Methods: South Africa''s National Health Laboratory Service maintains a database of all public sector CD4 count and viral load (VL) test results since 2004. We developed an algorithm to link individual lab results using probabilistic matching techniques, creating a national cohort of HIV patients. We analyzed data on all patients initiating ART in 2004 and 2005 (during which time VL were collected at ART initiation) and who had at least one subsequent lab result. We assessed retention in care as time to a patient''s most recent lab result (CD4 or VL), following patients through March 2015. Patients were identified as still in care if their last lab test occurred April 2013 - March 2015. We assessed two retention concepts: (a) system-wide retention including all lab results regardless of testing facility and (b) retention at the initiating clinic, in which lab tests at other facilities were ignored. These two concepts mirror the information available on patient histories from clinic-based and health system-wide perspectives.

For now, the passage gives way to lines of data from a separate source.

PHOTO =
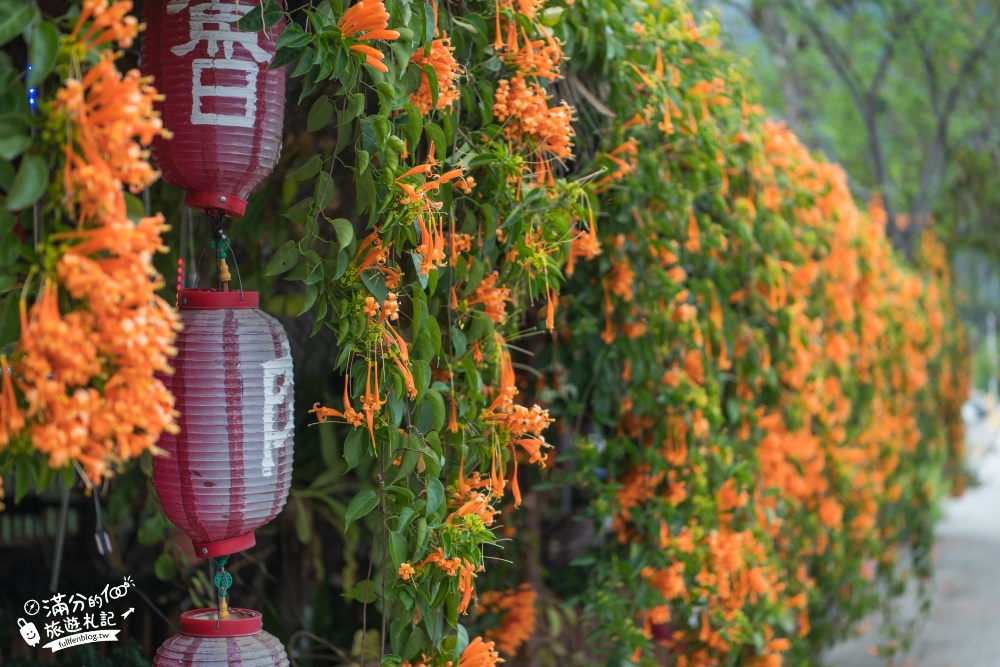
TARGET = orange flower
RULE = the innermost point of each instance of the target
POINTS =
(494, 299)
(368, 20)
(447, 70)
(524, 110)
(517, 624)
(348, 415)
(479, 654)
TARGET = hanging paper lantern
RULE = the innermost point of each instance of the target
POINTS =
(222, 104)
(207, 642)
(229, 468)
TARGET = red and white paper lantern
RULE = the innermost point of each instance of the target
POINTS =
(222, 104)
(229, 468)
(238, 641)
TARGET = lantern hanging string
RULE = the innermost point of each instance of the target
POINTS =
(220, 243)
(223, 581)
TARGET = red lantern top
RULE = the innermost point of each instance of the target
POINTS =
(206, 623)
(222, 104)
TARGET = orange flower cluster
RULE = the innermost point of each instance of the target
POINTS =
(87, 373)
(104, 23)
(365, 21)
(478, 653)
(447, 70)
(493, 299)
(463, 569)
(524, 109)
(540, 58)
(523, 426)
(517, 623)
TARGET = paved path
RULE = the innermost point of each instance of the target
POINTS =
(963, 629)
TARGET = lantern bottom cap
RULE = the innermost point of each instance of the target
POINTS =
(224, 547)
(205, 200)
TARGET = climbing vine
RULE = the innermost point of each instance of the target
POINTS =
(569, 271)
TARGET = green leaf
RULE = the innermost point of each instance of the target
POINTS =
(14, 24)
(293, 37)
(29, 184)
(312, 291)
(303, 522)
(375, 282)
(437, 408)
(364, 161)
(397, 548)
(324, 189)
(345, 231)
(436, 134)
(461, 641)
(360, 506)
(309, 169)
(301, 212)
(42, 52)
(363, 591)
(356, 447)
(320, 114)
(151, 531)
(355, 105)
(164, 567)
(435, 496)
(405, 517)
(262, 16)
(416, 125)
(285, 257)
(14, 138)
(431, 75)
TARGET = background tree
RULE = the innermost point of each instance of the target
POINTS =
(912, 71)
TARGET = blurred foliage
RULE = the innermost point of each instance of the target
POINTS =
(753, 400)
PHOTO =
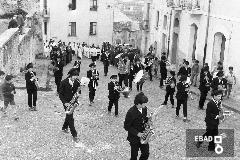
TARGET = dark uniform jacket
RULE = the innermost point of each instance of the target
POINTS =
(66, 90)
(134, 123)
(204, 87)
(184, 71)
(211, 112)
(93, 82)
(59, 72)
(181, 93)
(216, 82)
(30, 85)
(113, 94)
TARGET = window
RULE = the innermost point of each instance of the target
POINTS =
(72, 26)
(93, 5)
(93, 28)
(72, 5)
(157, 20)
(45, 28)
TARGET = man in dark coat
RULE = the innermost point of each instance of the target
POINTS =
(67, 89)
(204, 87)
(58, 72)
(163, 70)
(212, 119)
(31, 78)
(93, 75)
(134, 123)
(106, 60)
(114, 94)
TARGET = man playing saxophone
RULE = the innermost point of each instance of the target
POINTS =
(134, 123)
(68, 88)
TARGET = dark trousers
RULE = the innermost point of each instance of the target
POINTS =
(32, 98)
(58, 81)
(110, 104)
(69, 122)
(169, 93)
(130, 80)
(91, 94)
(139, 86)
(163, 77)
(184, 103)
(202, 100)
(105, 69)
(122, 78)
(144, 151)
(211, 131)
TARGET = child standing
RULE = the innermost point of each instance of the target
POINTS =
(113, 94)
(8, 91)
(231, 80)
(170, 88)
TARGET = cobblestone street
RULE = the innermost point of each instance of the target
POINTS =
(38, 135)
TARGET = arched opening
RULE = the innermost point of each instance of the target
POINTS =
(176, 22)
(218, 48)
(193, 40)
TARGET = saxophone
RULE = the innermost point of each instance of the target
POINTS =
(148, 132)
(74, 101)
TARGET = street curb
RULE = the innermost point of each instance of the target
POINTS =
(224, 104)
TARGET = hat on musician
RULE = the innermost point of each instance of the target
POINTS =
(183, 78)
(92, 65)
(140, 98)
(8, 77)
(113, 77)
(220, 74)
(30, 65)
(217, 92)
(73, 72)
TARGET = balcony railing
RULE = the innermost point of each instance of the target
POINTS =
(146, 25)
(191, 5)
(46, 13)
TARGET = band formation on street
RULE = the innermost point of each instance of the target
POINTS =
(132, 69)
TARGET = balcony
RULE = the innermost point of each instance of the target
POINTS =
(46, 13)
(146, 25)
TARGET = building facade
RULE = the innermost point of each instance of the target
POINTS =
(89, 21)
(206, 30)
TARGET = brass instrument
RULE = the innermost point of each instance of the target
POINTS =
(74, 102)
(149, 130)
(35, 80)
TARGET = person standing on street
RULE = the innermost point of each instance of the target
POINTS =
(58, 72)
(93, 75)
(68, 87)
(134, 123)
(31, 86)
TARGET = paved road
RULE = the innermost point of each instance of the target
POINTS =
(37, 135)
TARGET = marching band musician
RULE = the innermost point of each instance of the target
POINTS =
(68, 87)
(114, 94)
(30, 78)
(134, 123)
(204, 87)
(58, 72)
(93, 75)
(219, 83)
(170, 89)
(182, 96)
(212, 119)
(137, 67)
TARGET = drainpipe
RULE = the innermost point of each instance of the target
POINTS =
(169, 34)
(207, 29)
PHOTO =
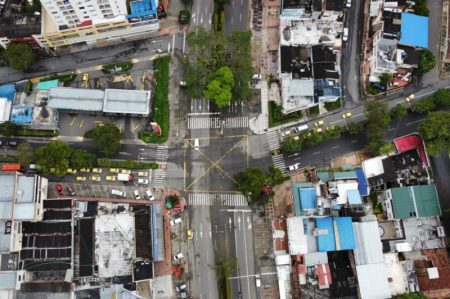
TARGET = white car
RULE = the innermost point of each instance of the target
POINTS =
(178, 257)
(175, 221)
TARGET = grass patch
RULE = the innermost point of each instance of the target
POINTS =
(129, 164)
(330, 106)
(276, 116)
(117, 67)
(36, 133)
(161, 102)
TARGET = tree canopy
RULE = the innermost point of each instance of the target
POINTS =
(56, 155)
(106, 138)
(434, 133)
(257, 185)
(219, 88)
(19, 56)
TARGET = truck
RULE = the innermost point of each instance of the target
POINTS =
(124, 177)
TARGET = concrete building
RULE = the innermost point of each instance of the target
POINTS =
(95, 23)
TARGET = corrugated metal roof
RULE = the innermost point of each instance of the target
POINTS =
(368, 243)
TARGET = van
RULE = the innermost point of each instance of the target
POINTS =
(118, 193)
(196, 144)
(345, 36)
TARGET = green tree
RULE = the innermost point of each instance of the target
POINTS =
(427, 61)
(385, 78)
(106, 138)
(55, 154)
(219, 89)
(19, 56)
(399, 111)
(8, 129)
(378, 119)
(442, 97)
(424, 105)
(25, 153)
(184, 17)
(435, 132)
(82, 159)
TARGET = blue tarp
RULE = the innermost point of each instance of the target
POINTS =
(353, 197)
(345, 236)
(414, 31)
(308, 198)
(8, 91)
(362, 182)
(325, 239)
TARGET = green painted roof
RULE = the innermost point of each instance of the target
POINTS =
(415, 201)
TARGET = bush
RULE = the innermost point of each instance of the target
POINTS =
(330, 106)
(161, 102)
(129, 164)
(117, 67)
(276, 116)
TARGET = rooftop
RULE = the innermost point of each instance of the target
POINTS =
(414, 31)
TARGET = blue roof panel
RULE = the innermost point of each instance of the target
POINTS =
(345, 236)
(325, 239)
(414, 31)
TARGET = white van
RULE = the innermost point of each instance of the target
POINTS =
(119, 193)
(196, 144)
(345, 36)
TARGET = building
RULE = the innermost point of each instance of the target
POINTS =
(97, 22)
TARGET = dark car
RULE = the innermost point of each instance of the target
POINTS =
(59, 189)
(71, 191)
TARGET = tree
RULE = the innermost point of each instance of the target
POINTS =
(424, 105)
(184, 17)
(435, 132)
(385, 78)
(399, 111)
(56, 155)
(427, 61)
(8, 129)
(82, 159)
(442, 97)
(106, 138)
(219, 89)
(19, 56)
(25, 153)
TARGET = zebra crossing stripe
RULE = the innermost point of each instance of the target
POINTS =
(208, 199)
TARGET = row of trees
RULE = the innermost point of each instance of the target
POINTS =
(220, 66)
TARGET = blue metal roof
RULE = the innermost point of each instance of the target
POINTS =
(353, 197)
(325, 239)
(362, 182)
(8, 91)
(414, 31)
(308, 198)
(345, 236)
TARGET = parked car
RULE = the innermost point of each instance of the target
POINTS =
(176, 221)
(142, 182)
(70, 191)
(149, 195)
(95, 178)
(110, 178)
(178, 256)
(59, 189)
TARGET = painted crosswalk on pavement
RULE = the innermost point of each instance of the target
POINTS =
(224, 199)
(216, 122)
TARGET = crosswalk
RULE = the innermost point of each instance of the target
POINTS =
(162, 154)
(216, 122)
(273, 140)
(223, 199)
(159, 178)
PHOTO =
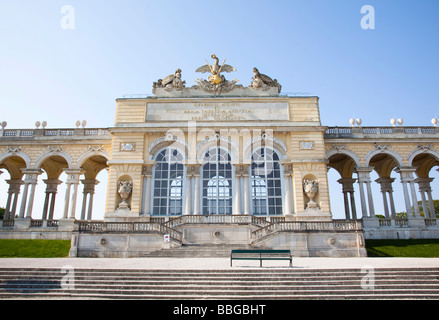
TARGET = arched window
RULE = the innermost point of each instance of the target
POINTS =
(217, 182)
(266, 183)
(168, 183)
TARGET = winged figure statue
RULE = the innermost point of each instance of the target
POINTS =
(215, 69)
(263, 81)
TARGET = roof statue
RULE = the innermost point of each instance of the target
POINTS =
(216, 84)
(171, 82)
(215, 69)
(264, 82)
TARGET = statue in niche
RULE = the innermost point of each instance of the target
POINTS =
(171, 82)
(124, 189)
(264, 82)
(311, 187)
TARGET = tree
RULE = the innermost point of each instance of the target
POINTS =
(403, 214)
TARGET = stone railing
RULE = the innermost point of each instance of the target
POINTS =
(302, 226)
(351, 132)
(33, 133)
(217, 219)
(127, 227)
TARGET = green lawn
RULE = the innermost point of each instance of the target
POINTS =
(427, 248)
(422, 248)
(34, 248)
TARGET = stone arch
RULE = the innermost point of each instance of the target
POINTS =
(54, 153)
(15, 152)
(92, 162)
(423, 159)
(163, 142)
(384, 150)
(344, 161)
(257, 142)
(14, 163)
(217, 141)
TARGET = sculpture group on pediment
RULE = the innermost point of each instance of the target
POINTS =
(264, 82)
(216, 83)
(171, 82)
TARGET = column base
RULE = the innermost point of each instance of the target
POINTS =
(66, 224)
(312, 214)
(22, 223)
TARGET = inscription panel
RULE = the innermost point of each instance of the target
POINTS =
(217, 111)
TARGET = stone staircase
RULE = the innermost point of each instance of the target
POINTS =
(252, 283)
(197, 251)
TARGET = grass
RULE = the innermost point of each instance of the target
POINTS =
(34, 248)
(420, 248)
(423, 248)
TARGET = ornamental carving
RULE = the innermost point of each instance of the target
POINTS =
(311, 187)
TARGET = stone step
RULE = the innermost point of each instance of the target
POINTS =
(34, 283)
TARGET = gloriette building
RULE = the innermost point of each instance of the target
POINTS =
(218, 164)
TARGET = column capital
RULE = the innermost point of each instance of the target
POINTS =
(363, 173)
(147, 168)
(31, 175)
(89, 185)
(347, 183)
(424, 184)
(386, 184)
(14, 185)
(406, 173)
(52, 185)
(73, 175)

Results: We followed 53,880 patients who initiated ART in 2004 and 2005. Eight-year retention at the initiating clinic was 13.1% (95%CI: 12.9-13.4). After allowing for transfers, system-wide eight-year retention increased to 47.3% (95%CI 46.9-47.7)(Figure).

Figure 1 - Effect of patient transfer on retention estimates
[Figure 1 - Effect of patient transfer on retention estimates]

Conclusions: Patient migration and transfer are common throughout sub-Saharan Africa. Whereas prior cohort studies have tracked patients through resource-intensive follow-up, we show the utility of a national laboratory database for passive tracking of patients regardless of where they seek care. These findings have implications not just for measurement, but also potential to improve continuity of patient care in migration populations.